Importantly, Ibotta’s claims about its contract with retailer, The Kroger Company (KR), are at the heart of the current complaint.

Ibotta’s Misleading Claims

According to the lawsuit, Ibotta and two of its senior officers and six of its directors (defendants), who were involved in signing, reviewing, and/or contributed to the Registration Statement, allegedly made false and misleading claims in the statement.

Additionally, nine investment banking firms that acted as underwriters for the IPO are identified as the “Underwriter Defendants” in the complaint. Among other things, they allegedly “arranged a multi-city roadshow prior to the IPO during which they, and representatives from Ibotta, met with potential investors and presented highly favorable information about the company, its operations, and its financial prospects.”

Particularly, the defendants are accused of omitting truthful information about the risks associated with the company’s contract with The Kroger Co. from the Registration Statement. Specifically, they failed to inform investors that the contract with a large client was at-will, and Kroger could cancel it without warning.

Notably, the Registration Statement and final prospectus named several leading retail publishers as Ibotta’s partners in IPN, including Walmart (WMT), Kroger, Dollar General (DG), Shell Plc (SHEL), and others.

The Registration Statement also mentioned that Ibotta worked indirectly to publish offers on certain retailer properties, including Kroger (powering Kroger Cash) and Shell (powering Shell Fuel Rewards).

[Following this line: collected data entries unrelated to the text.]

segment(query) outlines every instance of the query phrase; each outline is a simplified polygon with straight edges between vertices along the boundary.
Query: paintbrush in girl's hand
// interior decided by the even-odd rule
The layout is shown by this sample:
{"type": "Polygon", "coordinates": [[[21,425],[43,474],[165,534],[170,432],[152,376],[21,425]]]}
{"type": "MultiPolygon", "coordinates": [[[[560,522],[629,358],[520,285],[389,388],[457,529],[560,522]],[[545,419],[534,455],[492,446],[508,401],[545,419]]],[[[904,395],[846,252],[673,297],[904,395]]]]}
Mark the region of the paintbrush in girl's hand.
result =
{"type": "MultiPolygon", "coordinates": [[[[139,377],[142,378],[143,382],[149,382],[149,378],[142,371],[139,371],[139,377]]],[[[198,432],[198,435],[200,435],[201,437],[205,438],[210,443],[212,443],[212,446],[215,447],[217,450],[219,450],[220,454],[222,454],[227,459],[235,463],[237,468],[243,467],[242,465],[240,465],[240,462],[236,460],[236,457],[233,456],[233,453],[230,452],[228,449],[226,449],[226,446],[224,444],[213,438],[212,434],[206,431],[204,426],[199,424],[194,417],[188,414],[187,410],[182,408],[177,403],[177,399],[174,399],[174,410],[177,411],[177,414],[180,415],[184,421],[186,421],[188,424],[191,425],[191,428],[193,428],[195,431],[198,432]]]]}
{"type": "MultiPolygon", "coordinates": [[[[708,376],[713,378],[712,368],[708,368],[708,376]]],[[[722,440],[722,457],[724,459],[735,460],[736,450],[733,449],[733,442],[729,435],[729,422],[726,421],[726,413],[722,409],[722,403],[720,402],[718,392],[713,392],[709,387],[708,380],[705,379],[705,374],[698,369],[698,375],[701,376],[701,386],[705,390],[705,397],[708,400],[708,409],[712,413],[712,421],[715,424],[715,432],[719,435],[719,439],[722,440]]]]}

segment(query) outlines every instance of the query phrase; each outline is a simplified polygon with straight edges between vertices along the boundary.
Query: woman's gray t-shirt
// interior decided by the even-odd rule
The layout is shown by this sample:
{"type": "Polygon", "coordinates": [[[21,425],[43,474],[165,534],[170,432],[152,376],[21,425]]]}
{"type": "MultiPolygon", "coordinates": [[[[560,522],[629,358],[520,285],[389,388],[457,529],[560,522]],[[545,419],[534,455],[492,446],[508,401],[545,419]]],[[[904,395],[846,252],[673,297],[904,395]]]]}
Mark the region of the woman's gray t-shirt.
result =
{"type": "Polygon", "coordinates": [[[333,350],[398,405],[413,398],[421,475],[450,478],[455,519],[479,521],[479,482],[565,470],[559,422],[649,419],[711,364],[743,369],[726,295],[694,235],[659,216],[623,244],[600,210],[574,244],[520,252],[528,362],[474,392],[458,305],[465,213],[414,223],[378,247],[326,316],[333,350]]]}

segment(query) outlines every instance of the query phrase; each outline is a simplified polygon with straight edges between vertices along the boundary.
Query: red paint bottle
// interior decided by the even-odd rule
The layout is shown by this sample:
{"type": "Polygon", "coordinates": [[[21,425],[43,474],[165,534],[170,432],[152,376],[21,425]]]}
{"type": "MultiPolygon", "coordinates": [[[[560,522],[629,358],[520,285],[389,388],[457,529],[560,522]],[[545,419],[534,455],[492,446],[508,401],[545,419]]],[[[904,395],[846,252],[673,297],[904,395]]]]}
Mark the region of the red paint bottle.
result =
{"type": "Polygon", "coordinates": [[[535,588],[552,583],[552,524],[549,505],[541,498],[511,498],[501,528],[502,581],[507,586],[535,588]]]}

Furthermore, the Registration Statement stated that the company’s business, financial condition, and results of operations, would be affected if it failed to renew, maintain, and expand relationships with existing publishers, or to add new publishers to the IPN. Also, Ibotta’s business could be impacted if its publishers faced any business downturns, store closures, failures, or other unforeseen circumstances.

However, subsequent events (discussed below) revealed that Ibotta failed to inform investors that its contract with Kroger was at-will, meaning Kroger could cancel the contract at any time without giving adequate warning.

Plaintiffs’ Arguments

The plaintiffs maintain that the Defendants deceived investors by lying and misrepresenting critical information about the company’s business contract with Kroger during the IPO period, which induced investors to buy the stock at elevated prices in the IPO.

Moreover, none of the defendants conducted proper due diligence concerning the accuracy and veracity of the Registration Statement, according to the complaint.

The information became clear after the market closed on August 13, 2024, when the company published its Q2FY24 results. Surprisingly, Ibotta made no mention of Kroger as a client in the report, indicating that the retailer had cancelled its contract. Following the news, IBTA stock plunged 26.7% the next day.

To conclude, Ibotta allegedly made misleading representations about its contract with Kroger, leading to investor excitement about its future growth prospects. Since its IPO, IBTA shares have lost 48% of their value, causing massive damage to shareholder returns.